Many AI experts, researchers, and investors think these methods have the potential to change the AI arms race. This affects the kinds of resources, such as chips and electricity, that AI businesses have a limitless need for.
AI Labs Facing Problems
For this story, OpenAI refuses to comment. Two years ago, when the ChatGPT chatbot became viral, IT companies openly defended the idea of "scaling up" current models by adding more data and processing power. This ability would constantly result in better AI models.
However, some of the most well-known AI researchers are questioning the drawbacks of this "bigger is better" mentality.
Researchers at popular AI labs have faced poor results in the competition to develop a language model that beats OpenAI's GPT-4 model.
Ilya Sutskever Opinions
According to OpenAI and SSI co-founder Ilya Sutskever, the outcomes of increasing pre-training - the stage of training an AI model that uses a large volume of data with no labels to analyze speech patterns and structures - have stopped.
Sutskever stated:
“We are once again in the era of surprise and discovery, which was the decade of scaling in the 2010s. Everybody is trying to find the next big thing”. She said it’s more important than ever to scale the correct thing.
Sutskever stated that SSI is developing a different strategy to scale up pre-training but would not explain how his team deals with the problem.
Problems and Their Solution
Hundreds of chips are run together during the "training runs" for huge models, which can cost tens of millions of dollars.

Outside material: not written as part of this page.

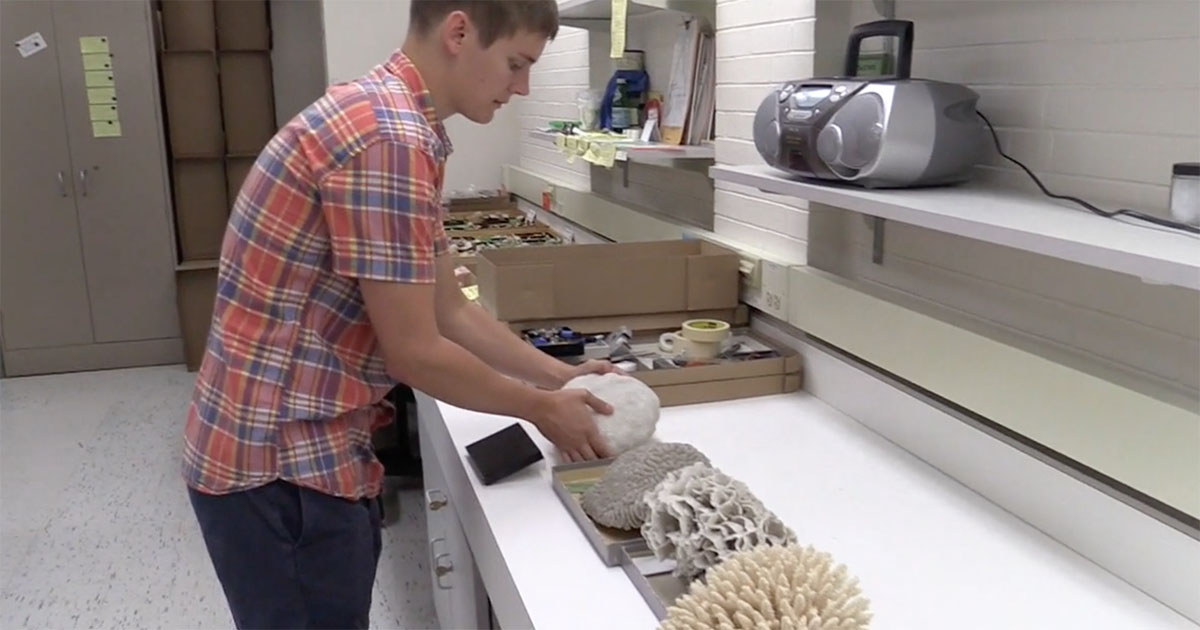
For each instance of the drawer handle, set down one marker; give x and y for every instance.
(436, 504)
(441, 569)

The complexity of the system makes hardware-induced failure a possibility. Researchers could not know the models' final outcome until the run is over, which might take months.

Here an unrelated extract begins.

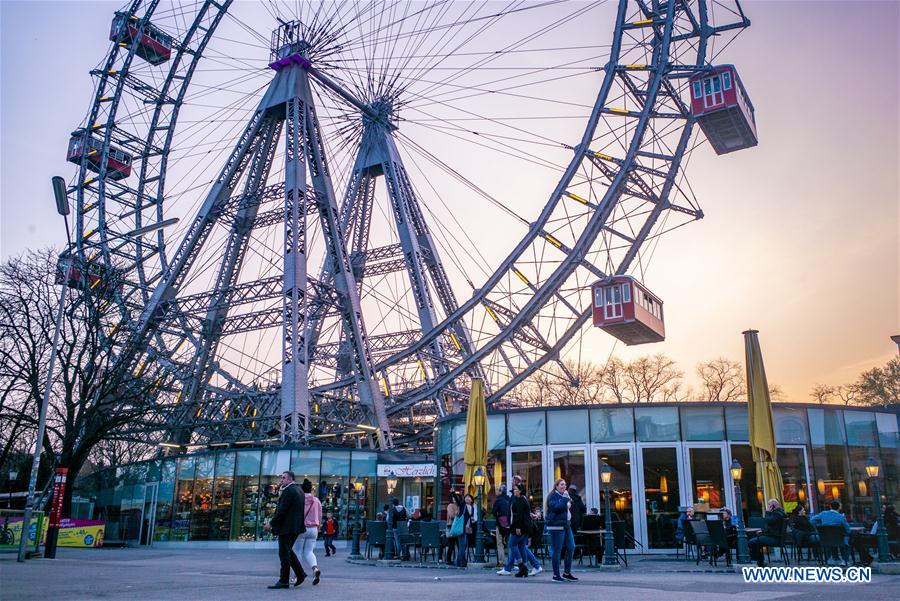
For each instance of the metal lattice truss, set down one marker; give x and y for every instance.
(318, 359)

Another issue is that AI models use all the free available information worldwide, and large language models need vast data.
Researchers are investigating "test-time compute" as a solution to these problems. This method improves current AI models while they are in use or during the "inference" phase. This technique enables models to divide more processing resources to difficult tasks that require human-like thinking and decision-making, such as complex operations, math, or coding issues.
O1 Model Creation
OpenAI has used this method in its recently published model, "o1," which was previously known as Q*. Like humans, the O1 model can "think" through issues in many steps. It also uses data and comments selected from industry experts and Ph. Ds.
Meanwhile, five sources who knew about the efforts said that researchers at other leading AI labs, including Google DeepMind, xAI, and Anthropic, have been working on their own variations of the technique.